It's a beautifully humid day in September, and I know you're worried about those morning showers ruining such an important event; don't worry, the sun will shine eventually. Today, you're getting married. Right on time for your perfectly planned-out life: married by 23, baby by 25 (because you didn't want to be an "old mom").
I know you'll be self-conscious as you get ready with your bridesmaids, who are so much skinnier than you. But do you know what? That dress is breathtaking, and so are you. When you see your husband for the first time, he'll start crying. That will be the only time you ever see him cry. You, on the other hand, will cry many, many times over the next six years.
I remember the nerves you felt, as the bridal suite emptied out for the procession, and you were finally left to your thoughts, sitting there by that beautiful stained glass window. Your gut was right -- you should have been feeling calm. I know you couldn't figure out why things felt... off. You weren't even married yet, and you had already gone through some shit. Maybe that's why it all felt surreal.
When it's your turn, your dad will walk in the bridal suite, and ask, "Are you ready, baby?" You'll hold back the tears and grab his hand, and a sense of stillness will sweep over you. There is always safety in his hand.
Outside, the misty rain still came down. Everyone kept telling you it was good luck to have rain on your wedding day. But I know you were worried about how the photos would look. Don't worry -- they turned out fine.
Your reception will be one of the most fun nights ever. You'll be surrounded by so much love, friendship, and encouragement. Take it all in... you'll need that.
Even six years later, your friends and family still talk about how much fun they had at your wedding reception. I guess they've never seen another tipsy grandfather wearing the bridal veil and carrying the bridal bouquet before? And call me crazy, but it doesn't seem like a party unless a dozen guests pass around (and try on) a bridesmaid's clip-in pony tail.

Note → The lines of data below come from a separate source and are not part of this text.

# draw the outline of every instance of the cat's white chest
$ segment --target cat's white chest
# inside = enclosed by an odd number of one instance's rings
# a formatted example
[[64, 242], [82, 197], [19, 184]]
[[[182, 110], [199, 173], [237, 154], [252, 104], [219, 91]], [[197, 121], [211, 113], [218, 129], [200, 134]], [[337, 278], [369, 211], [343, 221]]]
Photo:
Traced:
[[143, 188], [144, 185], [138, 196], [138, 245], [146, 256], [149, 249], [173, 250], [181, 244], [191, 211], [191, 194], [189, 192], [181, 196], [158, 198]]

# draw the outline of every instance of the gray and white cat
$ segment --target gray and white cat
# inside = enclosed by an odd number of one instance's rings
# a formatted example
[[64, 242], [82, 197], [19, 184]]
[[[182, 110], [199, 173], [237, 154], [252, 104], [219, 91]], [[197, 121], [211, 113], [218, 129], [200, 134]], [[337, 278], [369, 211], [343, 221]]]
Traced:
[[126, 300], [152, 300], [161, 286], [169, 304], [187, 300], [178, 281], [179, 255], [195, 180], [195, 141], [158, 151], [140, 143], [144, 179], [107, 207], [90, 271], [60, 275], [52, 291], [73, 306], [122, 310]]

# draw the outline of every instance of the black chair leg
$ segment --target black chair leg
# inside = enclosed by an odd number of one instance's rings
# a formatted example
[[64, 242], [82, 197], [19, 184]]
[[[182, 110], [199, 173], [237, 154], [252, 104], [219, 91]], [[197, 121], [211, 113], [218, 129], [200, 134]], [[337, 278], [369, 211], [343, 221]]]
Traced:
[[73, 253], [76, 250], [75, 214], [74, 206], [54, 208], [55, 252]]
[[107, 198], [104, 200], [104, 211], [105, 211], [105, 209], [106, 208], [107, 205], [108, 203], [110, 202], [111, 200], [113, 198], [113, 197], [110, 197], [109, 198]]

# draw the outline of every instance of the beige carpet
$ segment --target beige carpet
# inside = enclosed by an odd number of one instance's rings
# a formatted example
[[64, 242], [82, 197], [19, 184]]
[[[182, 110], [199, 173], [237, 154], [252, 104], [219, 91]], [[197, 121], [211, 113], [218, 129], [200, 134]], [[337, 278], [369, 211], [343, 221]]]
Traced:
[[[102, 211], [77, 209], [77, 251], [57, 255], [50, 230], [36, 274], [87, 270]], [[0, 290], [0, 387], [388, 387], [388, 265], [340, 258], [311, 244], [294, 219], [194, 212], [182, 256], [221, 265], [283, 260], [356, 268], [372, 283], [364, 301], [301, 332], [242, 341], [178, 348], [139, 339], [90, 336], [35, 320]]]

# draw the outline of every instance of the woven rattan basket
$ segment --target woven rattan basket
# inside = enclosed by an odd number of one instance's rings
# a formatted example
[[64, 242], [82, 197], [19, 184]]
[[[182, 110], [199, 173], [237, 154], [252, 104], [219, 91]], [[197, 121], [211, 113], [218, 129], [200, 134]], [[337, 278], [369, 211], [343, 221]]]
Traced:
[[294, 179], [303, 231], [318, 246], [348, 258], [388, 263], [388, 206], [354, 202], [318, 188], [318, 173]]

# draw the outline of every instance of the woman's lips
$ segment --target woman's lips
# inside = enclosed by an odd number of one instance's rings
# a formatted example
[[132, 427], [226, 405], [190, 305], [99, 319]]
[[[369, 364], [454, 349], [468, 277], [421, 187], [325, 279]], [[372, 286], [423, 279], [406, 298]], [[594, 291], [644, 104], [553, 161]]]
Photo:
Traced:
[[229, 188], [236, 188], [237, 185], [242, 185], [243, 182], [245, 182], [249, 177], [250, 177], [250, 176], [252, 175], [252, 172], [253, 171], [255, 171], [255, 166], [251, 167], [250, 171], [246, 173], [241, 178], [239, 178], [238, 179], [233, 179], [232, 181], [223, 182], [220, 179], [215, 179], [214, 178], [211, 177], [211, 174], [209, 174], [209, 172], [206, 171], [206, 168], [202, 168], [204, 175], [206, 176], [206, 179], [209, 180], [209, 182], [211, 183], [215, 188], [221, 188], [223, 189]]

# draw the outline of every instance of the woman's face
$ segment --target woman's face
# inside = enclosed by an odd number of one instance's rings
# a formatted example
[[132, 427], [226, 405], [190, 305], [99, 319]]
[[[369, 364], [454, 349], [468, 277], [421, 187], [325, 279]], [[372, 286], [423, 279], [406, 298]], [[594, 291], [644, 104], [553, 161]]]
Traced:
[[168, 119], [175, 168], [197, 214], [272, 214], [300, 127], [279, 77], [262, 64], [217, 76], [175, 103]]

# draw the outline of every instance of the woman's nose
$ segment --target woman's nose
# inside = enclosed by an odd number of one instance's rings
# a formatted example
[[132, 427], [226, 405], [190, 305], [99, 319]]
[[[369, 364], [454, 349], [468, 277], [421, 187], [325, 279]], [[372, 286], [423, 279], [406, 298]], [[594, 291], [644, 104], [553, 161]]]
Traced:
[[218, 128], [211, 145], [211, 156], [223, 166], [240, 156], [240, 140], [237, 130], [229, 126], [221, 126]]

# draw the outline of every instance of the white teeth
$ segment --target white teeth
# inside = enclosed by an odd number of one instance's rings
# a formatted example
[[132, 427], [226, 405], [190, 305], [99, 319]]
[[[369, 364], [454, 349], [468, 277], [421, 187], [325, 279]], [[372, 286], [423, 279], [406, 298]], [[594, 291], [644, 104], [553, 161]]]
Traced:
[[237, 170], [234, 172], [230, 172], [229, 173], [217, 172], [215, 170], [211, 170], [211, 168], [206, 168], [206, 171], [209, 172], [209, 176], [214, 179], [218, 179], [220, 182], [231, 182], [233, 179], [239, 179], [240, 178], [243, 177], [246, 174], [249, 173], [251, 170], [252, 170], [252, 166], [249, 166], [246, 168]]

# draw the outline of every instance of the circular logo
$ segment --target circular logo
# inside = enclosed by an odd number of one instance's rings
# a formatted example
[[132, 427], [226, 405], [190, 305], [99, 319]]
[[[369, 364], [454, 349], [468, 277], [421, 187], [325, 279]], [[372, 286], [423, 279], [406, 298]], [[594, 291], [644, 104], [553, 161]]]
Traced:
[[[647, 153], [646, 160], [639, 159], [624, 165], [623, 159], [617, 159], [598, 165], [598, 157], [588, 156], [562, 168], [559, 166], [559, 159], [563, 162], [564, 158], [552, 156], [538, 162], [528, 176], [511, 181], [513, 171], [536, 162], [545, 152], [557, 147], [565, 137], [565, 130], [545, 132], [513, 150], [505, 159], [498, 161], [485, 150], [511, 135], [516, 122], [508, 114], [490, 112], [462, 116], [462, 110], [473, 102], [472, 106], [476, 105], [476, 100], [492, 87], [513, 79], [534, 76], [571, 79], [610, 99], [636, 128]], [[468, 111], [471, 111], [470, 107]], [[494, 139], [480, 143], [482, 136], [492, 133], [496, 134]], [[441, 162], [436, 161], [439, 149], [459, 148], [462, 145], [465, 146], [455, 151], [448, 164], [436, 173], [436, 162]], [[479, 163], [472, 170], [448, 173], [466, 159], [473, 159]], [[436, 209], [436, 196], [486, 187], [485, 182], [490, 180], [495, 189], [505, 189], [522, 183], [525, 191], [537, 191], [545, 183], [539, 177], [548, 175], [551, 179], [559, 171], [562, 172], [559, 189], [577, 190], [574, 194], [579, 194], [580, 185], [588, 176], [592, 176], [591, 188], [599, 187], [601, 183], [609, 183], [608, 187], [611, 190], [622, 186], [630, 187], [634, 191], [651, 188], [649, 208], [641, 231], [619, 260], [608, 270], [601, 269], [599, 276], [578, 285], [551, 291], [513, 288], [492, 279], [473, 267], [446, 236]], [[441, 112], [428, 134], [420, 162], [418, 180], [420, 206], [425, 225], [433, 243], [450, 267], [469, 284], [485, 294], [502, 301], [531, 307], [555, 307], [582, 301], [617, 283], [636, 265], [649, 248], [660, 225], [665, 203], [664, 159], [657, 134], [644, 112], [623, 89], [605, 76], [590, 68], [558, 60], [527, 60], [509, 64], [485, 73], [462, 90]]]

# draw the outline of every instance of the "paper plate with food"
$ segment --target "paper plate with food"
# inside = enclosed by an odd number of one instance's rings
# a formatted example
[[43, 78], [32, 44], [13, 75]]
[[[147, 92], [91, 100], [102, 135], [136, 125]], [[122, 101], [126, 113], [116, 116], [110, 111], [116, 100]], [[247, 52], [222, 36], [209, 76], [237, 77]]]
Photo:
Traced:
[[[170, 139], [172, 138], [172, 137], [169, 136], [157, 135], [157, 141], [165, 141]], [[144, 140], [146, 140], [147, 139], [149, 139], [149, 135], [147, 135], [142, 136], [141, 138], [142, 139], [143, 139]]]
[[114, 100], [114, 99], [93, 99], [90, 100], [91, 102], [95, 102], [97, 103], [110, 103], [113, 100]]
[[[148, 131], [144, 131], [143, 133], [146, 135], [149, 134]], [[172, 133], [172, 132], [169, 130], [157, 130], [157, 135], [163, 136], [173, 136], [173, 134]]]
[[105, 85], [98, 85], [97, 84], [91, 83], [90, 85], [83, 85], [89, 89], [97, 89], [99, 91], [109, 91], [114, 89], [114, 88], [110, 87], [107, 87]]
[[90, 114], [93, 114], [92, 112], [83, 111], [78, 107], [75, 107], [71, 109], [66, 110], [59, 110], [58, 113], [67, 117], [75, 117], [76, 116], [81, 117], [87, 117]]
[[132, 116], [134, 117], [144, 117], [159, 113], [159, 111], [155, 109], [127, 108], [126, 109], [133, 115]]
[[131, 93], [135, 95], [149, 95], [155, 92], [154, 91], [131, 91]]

Shannon, you will spend the next few years moving away from everything you've ever known, trying so damn hard to find a place to belong -- being a military spouse is tough. Arguments with your husband will come more frequently, and you'll finally figure out you can't fix them on your own. You'll cry yourself to sleep, journal it out, go to counseling... and you won't tell a soul.
Reach out for help, beautiful. You deserve support. You'll break without it.
You'll worry yourself sick with whether to stay or go, to try or quit. I know you've never liked letting people down, and you know it'll come to that if you go. But it's time to think about you first.
Then one day, before you realize it, that'll be the end of your marriage.
The heartbreak is real. The tears will seem to never stop, and it will seem gut-wrenching to think about life without someone you loved so much. That part really hurts. You'll wonder how you can trust yourself again. And you'll pray the stifling shame lets up so you can catch your breath. The first night alone in your new house will bring so much emotion, you'll question why you did this to yourself. Eventually, the tears stop, and the sad moments become less and less. Then something amazing happens...
You find your power. Even in the midst of the worst time in your life, you will know this is right. You'll have some great girl friends to support you, amazing coworkers who show you grace, and two of the most unbelievably accepting and unconditionally loving parents that you've taken for granted for far too long. (Stop that... now.)
I know you're not thinking about any of this today, though. Because it's the day you've been planning for months. The dress fits, the cake is delicious, and yes, there are leftovers. Don't think about the trials and tribulations that will follow the vows; you'll walk through those storms and come out stronger on the other side. You are capable of anything you want, but you won't know how strong you are for at least six more years.
Enjoy and treasure this day -- even though it's raining, it's only temporary. And just like the dark storms you'll inevitably face, they'll give way and the sun will shine brightly at just the right moment in your life. Walk through the storms, Shannon. Life isn't perfectly planned, and you're right on time.